Last week I got a real, scary taste of motherhood. Before the rumors start circulating, No, I’m not pregnant (unlike everyone else and their mom who seems to have drank the same baby-making water). Go ahead and call me crazy cat lady, but my scary taste of motherhood has to do with being a kitty mama. Let’s be real, Finn is my baby. I can already picture my sister reading this and rolling her eyes or faking a “puke in my hands” sort of motion- but really, he is! We adopted him a year and a half ago and he instantly became a big part of our little family. He cuddles with me when Chris is busy at work, he greets me at the door (he’s part dog), he brings joy when his tail gets all puffy because I caught him off guard when I came around the corner, or the way he chases his favorite purple ball and meows when he wants to be picked up- he’s my little furr baby!
Coming home from bible study last Wednesday with no greeting at the door, and walking in to find him in his bed unable to fully open his eyes or walk without slumping over- I knew something was wrong and I was terrified. Having just taken him into the vet earlier that day noticing that he was walking a little funny and having been told that it was just an injury from playing too hard (don’t even get me started on the misdiagnosis that plays into this whole scenario), I was completely caught off guard as this shouldn’t have been happening. Chris walked in the door just a few minutes later (praise God) and found me holding our limp kitty with eyes that couldn’t focus and legs that couldn’t support him. Trying not to panic, we loaded him into the car and rushed off to the Animal Hospital.
The vet quickly went into “go mode” telling us that he had a urinary blockage and if he didn’t act fast and determine how bad the situation was, it could become quite serious. Suddenly I was handed a document with words like “do not resuscitate” or “take any action required” and as soon as it landed in my hand, Chris snatched it out of my hand because he knew I could not handle this. Tears instantly poured down my face, okay that’s an understatement- I went into sloppy tears and quick, short breath cry-mode, with a very sad attempt to keep it together, as I faced the unfortunate reality that there was a chance I might be going home without a kitty.

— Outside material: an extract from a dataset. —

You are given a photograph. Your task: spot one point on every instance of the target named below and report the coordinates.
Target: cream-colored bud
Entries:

Getting home at midnight and waiting anxiously for the vet to call and give us good news, I jokingly said to Chris, “welp, looks like we’re never having kids.” I was a hot mess. When the phone rang an hour and a half later, we took a deep breath and prepared ourselves for who knows what news we were about to receive. As soon as the words “everything went really well” and “this is the best scenario that it could be” came out of the vet’s mouth, tears of joy ran down my cheeks and peace overwhelmed my anxious heart.
Praise the Lord I can say that God provided for us, and with much thanks to the amazing ER doctor, he saved our kitty. After staying in the hospital for a few days with a catheter and IV, the staff treated his infection and got him ready to go home with us. Now having him home for a few days and watching him recover and return to his peppy, loving self, still with a bit of crazy cat mom worries and “is he okay Chris?” moments, I am so so thankful for the Lord’s goodness and faithfulness in this situation.

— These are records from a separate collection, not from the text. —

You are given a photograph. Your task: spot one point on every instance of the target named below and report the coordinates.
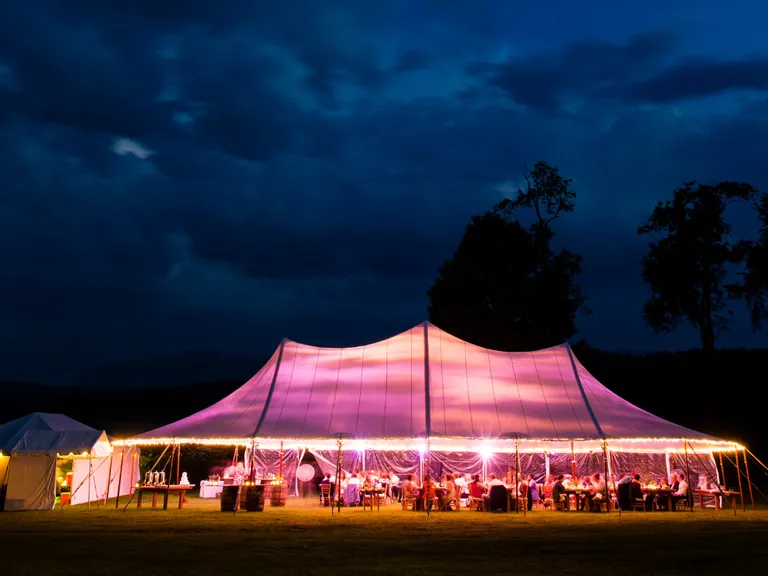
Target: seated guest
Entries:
(682, 491)
(558, 492)
(492, 481)
(636, 490)
(450, 495)
(394, 487)
(533, 492)
(596, 492)
(476, 490)
(461, 485)
(623, 497)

I cannot believe how much I learned in the past 7 days. Not only did I realize how much I love this little creature, but it gave me an insanely real taste for motherhood and a brand new appreciation for parents. I mean shoot, I can’t even imagine how much of a mess I would be had this been my child?! Although I was joking when I said, “and now we’re never having kids” – there’s an element of truth that exists in that statement because if I’m being super honest- being a mom terrifies me. Lord willing, I feel like being a mom is part of my future, but it is going to take an army of prayer warriors, and a giant leap of faith and increase in trust in the Lord to make me ready.

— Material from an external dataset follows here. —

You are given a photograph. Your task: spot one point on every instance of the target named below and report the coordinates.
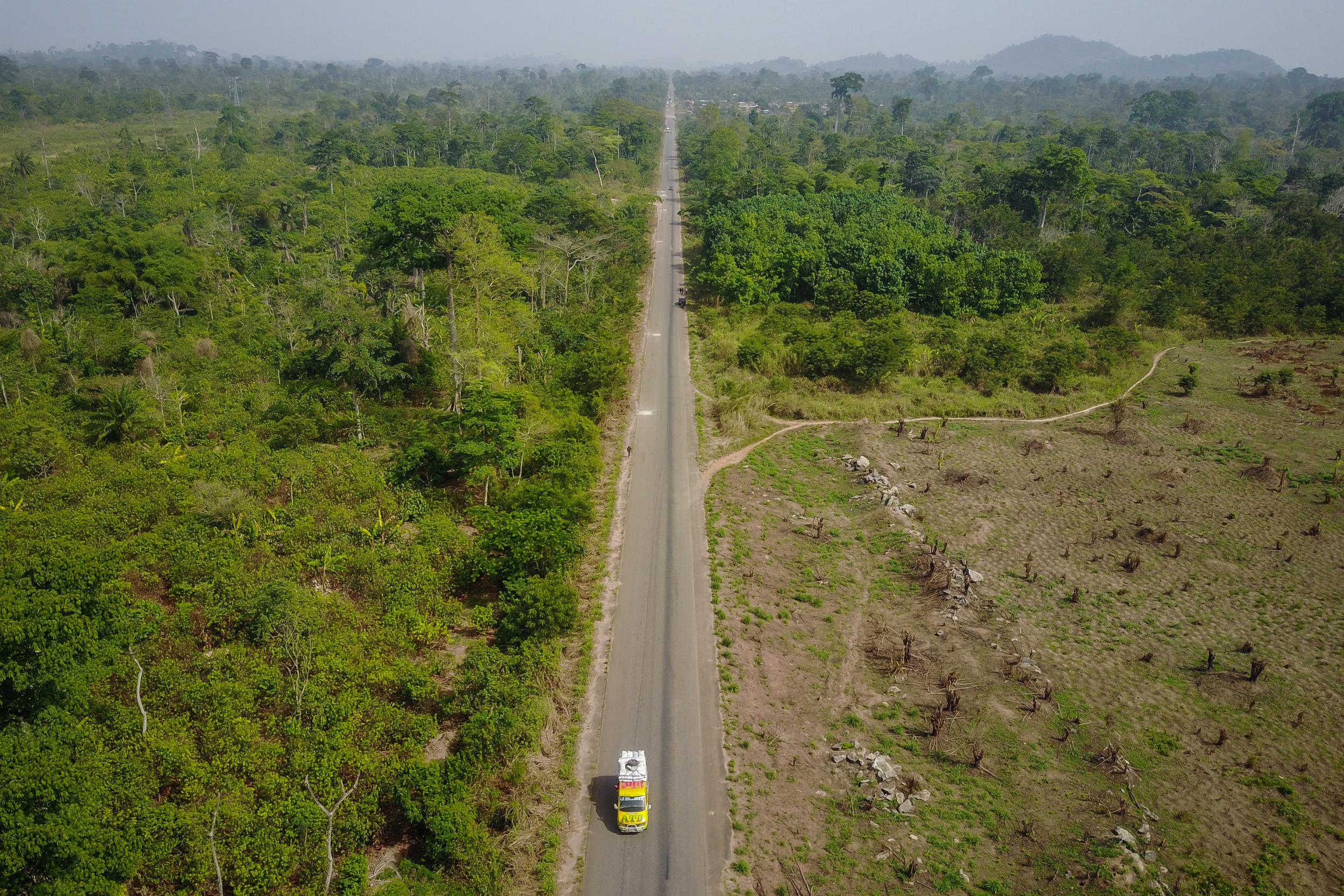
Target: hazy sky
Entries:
(1295, 33)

I am a born and raised worry wart- I struggle with anxiety, I struggle with giving my fears to the Lord- it’s something I work on daily, have learned a TON about, but still need to constantly give over to the Lord. I have learned time and time again that His faithfulness is evident in even the most seemingly insignificant situations; but, I still need to be continually reminded that with every step of my life, whether with kitties or kiddies, my trust MUST be placed in Him in order for me to move forward.
Although this situation was terrifying, and I don’t care to repeat it, I can wholly say that God’s word is true when it says that He uses every situation for our good. I’ve mentioned to a few people, usually somewhat kidding, that Finn is good prep for having kids someday; but really, there is no joke about it. Raising this kitty, loving him through his issues as a kitten and this health scare, I have already learned so much about what is going to be required of me when I become a mother. I am so so thankful that God uses even the most obscure situations to teach us, to shape us, to transform us, and to love us into trusting Him more and more.
God is so good. He really does deserve so much praise- so thank you Lord for loving me, for saving me, and for my sweet sweet kitty!
Praying that wherever you’re at, whether you’ve got a crazy situation on your hands or you’re resting peacefully in the goodness that God has given you, that you can give him more and more of your Trust. He’s so good- He deserves it.